L'IA écrit une bonne partie du code. C'est tout le reste qui coûte cher.
Générer du code n'a jamais été l'étape lente d'un projet. Accélérer la seule étape rapide déplace le goulot d'étranglement, il ne le supprime pas.
L’argument revient à chaque réunion : puisque l’IA génère du code, le développement devrait coûter deux fois moins. Le raisonnement tient si écrire du code était l’étape lente.
Elle ne l’a jamais été.
Où passe réellement le temps d’un projet
Sur un projet de taille moyenne, la frappe du code représente une fraction du temps total. Le reste se répartit entre :
- comprendre le besoin réel, qui diffère du besoin exprimé ;
- décider — quel modèle de données, quelles règles, quels états ;
- intégrer à l’existant, avec ses référentiels qui divergent ;
- tester, corriger, recetter avec le métier ;
- déployer et exploiter, sur des années.
Un outil qui accélère la frappe agit sur un seul de ces postes. Le goulot d’étranglement se déplace immédiatement vers le suivant, qui est la revue : il faut lire, comprendre et valider un code produit plus vite qu’avant.
Ce que l’accélération produit vraiment
Générer plus de code plus vite, sans plus de conception, produit surtout plus de code. Or tout code écrit devient du code à maintenir, à mettre à jour, à sécuriser et à comprendre dans trois ans.

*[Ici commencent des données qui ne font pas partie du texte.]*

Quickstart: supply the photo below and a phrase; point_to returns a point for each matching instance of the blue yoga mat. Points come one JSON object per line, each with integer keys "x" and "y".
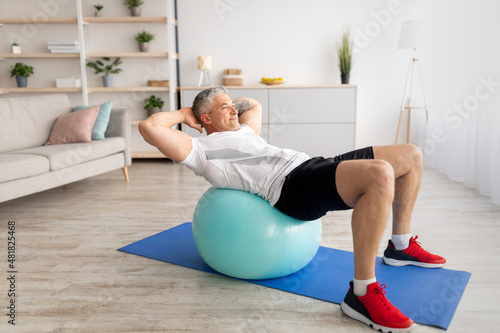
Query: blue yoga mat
{"x": 428, "y": 296}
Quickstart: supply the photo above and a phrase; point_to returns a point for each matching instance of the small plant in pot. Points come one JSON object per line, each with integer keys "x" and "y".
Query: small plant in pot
{"x": 98, "y": 9}
{"x": 135, "y": 6}
{"x": 109, "y": 68}
{"x": 153, "y": 104}
{"x": 345, "y": 56}
{"x": 21, "y": 72}
{"x": 16, "y": 48}
{"x": 143, "y": 38}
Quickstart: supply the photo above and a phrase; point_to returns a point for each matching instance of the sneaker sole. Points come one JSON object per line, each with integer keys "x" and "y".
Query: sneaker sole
{"x": 350, "y": 312}
{"x": 395, "y": 262}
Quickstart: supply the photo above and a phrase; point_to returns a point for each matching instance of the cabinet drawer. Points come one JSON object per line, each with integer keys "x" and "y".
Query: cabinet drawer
{"x": 312, "y": 105}
{"x": 314, "y": 139}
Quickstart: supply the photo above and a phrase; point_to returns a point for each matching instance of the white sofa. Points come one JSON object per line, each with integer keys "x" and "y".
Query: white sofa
{"x": 27, "y": 166}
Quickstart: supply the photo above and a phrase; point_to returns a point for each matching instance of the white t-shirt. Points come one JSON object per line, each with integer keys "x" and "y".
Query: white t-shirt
{"x": 242, "y": 160}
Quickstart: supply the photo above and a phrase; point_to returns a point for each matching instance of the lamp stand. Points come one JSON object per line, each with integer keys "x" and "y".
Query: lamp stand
{"x": 408, "y": 94}
{"x": 205, "y": 76}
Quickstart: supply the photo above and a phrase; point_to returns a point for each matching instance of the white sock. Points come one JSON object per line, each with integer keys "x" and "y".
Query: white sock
{"x": 360, "y": 286}
{"x": 401, "y": 242}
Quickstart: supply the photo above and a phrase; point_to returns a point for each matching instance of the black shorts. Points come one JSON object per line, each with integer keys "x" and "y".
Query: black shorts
{"x": 309, "y": 191}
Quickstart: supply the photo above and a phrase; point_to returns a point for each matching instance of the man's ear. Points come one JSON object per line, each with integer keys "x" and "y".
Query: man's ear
{"x": 205, "y": 118}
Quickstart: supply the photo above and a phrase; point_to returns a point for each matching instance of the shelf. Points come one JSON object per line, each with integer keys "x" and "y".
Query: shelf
{"x": 39, "y": 90}
{"x": 129, "y": 19}
{"x": 38, "y": 55}
{"x": 126, "y": 89}
{"x": 127, "y": 55}
{"x": 47, "y": 20}
{"x": 147, "y": 154}
{"x": 74, "y": 20}
{"x": 4, "y": 56}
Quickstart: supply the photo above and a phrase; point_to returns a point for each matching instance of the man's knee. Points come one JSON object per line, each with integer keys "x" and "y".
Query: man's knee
{"x": 415, "y": 157}
{"x": 381, "y": 178}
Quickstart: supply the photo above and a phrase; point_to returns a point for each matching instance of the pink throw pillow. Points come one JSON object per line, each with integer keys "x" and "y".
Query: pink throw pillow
{"x": 74, "y": 127}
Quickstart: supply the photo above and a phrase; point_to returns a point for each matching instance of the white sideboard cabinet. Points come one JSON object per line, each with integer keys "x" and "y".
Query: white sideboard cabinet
{"x": 318, "y": 120}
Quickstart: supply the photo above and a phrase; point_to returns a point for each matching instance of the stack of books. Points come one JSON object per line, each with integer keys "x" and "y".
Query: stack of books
{"x": 64, "y": 47}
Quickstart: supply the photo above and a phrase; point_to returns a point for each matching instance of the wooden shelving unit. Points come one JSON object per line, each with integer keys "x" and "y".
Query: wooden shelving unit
{"x": 40, "y": 90}
{"x": 127, "y": 54}
{"x": 126, "y": 89}
{"x": 137, "y": 19}
{"x": 48, "y": 20}
{"x": 80, "y": 21}
{"x": 39, "y": 55}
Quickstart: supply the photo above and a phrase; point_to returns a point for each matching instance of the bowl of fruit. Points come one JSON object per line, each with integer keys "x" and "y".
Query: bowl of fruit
{"x": 272, "y": 81}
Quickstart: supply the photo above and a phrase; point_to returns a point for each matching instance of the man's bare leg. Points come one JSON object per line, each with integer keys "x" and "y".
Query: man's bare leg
{"x": 407, "y": 162}
{"x": 368, "y": 187}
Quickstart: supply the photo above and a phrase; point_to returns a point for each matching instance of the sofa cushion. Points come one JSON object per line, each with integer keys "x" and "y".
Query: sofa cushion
{"x": 28, "y": 121}
{"x": 66, "y": 155}
{"x": 74, "y": 127}
{"x": 101, "y": 123}
{"x": 16, "y": 166}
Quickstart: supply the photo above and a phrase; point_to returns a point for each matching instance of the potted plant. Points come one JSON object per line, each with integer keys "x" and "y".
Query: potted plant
{"x": 107, "y": 69}
{"x": 21, "y": 72}
{"x": 16, "y": 48}
{"x": 153, "y": 104}
{"x": 134, "y": 5}
{"x": 143, "y": 38}
{"x": 345, "y": 56}
{"x": 98, "y": 8}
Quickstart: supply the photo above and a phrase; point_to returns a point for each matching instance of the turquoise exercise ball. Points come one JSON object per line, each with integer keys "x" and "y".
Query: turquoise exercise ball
{"x": 241, "y": 235}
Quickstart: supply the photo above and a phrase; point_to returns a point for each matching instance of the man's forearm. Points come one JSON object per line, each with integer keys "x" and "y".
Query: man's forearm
{"x": 166, "y": 119}
{"x": 243, "y": 104}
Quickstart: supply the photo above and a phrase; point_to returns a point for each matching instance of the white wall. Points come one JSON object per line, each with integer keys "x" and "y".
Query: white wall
{"x": 297, "y": 40}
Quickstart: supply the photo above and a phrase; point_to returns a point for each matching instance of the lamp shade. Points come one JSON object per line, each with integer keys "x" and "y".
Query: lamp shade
{"x": 411, "y": 35}
{"x": 205, "y": 62}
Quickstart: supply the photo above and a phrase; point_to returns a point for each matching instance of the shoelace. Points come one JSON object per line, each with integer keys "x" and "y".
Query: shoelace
{"x": 414, "y": 249}
{"x": 378, "y": 301}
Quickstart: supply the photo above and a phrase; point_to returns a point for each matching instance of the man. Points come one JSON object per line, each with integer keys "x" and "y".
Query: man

La quantité de code n’est pas un actif. C’est un passif, dont la seule justification est le service rendu.
Le risque concret n’est donc pas le chômage des développeurs. C’est la production accélérée de systèmes que personne n’a conçus, plus volumineux qu’ils ne devraient l’être, et dont la dette s’accumule à une vitesse inédite.
Ce qui devient plus important, pas moins
La revue de code. Un code généré est plausible, bien formé, et parfois faux — ce qui est la combinaison la plus dangereuse. Une erreur mal écrite se repère ; une erreur bien écrite passe.
Les tests automatisés. Ils cessent d’être un confort quand le volume de modifications augmente. Sans filet, la vitesse de production devient une vitesse de régression.
La conception. Décider quoi construire, et surtout quoi ne pas construire, reste intégralement humain. C’est aussi ce qui distingue un projet qui sert d’un projet qui existe.
Ce que cela change pour un donneur d’ordre
La bonne question à poser à un prestataire n’est pas « utilisez-vous l’IA ». C’est : qui relit le code, avec quel niveau d’exigence, et comment vérifiez-vous que ce qui est livré fait ce qui était demandé ?
Un prestataire qui répond que l’IA lui permet de diviser ses délais par deux décrit son processus de production. Un prestataire qui répond que sa revue de code est devenue plus stricte décrit sa maîtrise du risque.
Le second sera plus cher, et coûtera moins.